Men of law, not faith
The Supreme Court seems to have learnt from its mistakes in Bhopal case while setting terms for Ayodhya mediation. However, it must relook at the panel.
Memories of the Union Carbide case came rushing to mind when I read the order in the Ayodhya case by a five-judge bench of the Supreme Court (SC) ordering a formal mediation. There, too, a settlement was recorded, but behind the backs of the parties; a settlement in which only the Union of India and Union Carbide were parties and the victims were ignored. The settlement absolved Union Carbide of all criminal and civil liability for a paltry sum of $450 million. Later, due to the protest of the victims, the criminal proceedings were restored and are still going on. Remember, the disaster occurred in 1984.
The SC has learnt from that mammoth mistake. This time, the affected parties participated in the proceedings. Some of them did object to the proposed mediation on the ground that these were “matters of faith” but the Court went ahead and appointed mediators.
The Court records there is lack of consensus on the need for mediation but having regard to the “nature of the dispute” feels compelled to order that “an attempt should be made to settle the dispute by mediation”. The Court has not clarified under what provision of law the order has been passed but feels inspired by Section 89 of the Civil Procedure Code. The Section applies for settling of disputes “outside court” when it appears to the court that “elements of a settlement” exist. The Section visualised several modes of settlement — arbitration, conciliation, judicial settlement or mediation. If the mediation is under the Arbitration and Conciliation Act 1996, it is binding as an award. This order is clearly not under the Arbitration and Conciliation Act, which is welcome. The SC has left open the question of challenge to any possible terms of settlement under the law, indicating clearly that a settlement cannot be forced on anyone.
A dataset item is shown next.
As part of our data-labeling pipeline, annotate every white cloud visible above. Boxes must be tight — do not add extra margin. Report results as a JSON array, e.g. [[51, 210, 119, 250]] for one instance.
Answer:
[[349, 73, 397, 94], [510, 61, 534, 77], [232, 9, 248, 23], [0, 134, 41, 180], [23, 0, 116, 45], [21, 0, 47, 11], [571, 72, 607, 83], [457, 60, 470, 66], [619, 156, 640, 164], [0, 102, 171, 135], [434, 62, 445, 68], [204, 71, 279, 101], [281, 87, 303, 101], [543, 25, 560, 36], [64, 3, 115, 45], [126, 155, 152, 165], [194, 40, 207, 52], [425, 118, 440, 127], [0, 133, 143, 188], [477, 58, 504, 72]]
We must thereof assume that inspired by Section 89, the SC has directed the parties to attempt to settle the dispute, leaving both parties to contest the possible terms of the settlement and make it non-binding. We must assume that the Court has exercised its inherent powers under Order LV Rule 6 which says, “Nothing in these rules shall be deemed to limit or otherwise affect the inherent powers to make such orders as may be necessary to meet the ends of justice or prevent abuse of the process of the court.”
In doing this, the SC has behaved in a statesman-like manner, leaving its judicial role to surface later. It seems the Court was of the opinion that certain disputes are not quite easy of judicial resolution and require a “healing touch”. After all, no court wants to see its own judgments violated and slandered, as with the Sabarimala judgment. Settlement by consensus is one way of settling a dispute, provided that both parties negotiate on an equal basis. In this case, unfortunately, the negotiation is taking place in the shadow of the demolition of the Babri Masjid and no responsibility had been fixed on the political party, the same party that is in power today and that spearheaded the demolition in 1992. The bargaining position is, therefore, not equal. The Court should have put in place safeguards to correct this imbalance. Keeping the proceedings confidential is not a sufficient safeguard. Keeping out political or electoral considerations would be more important.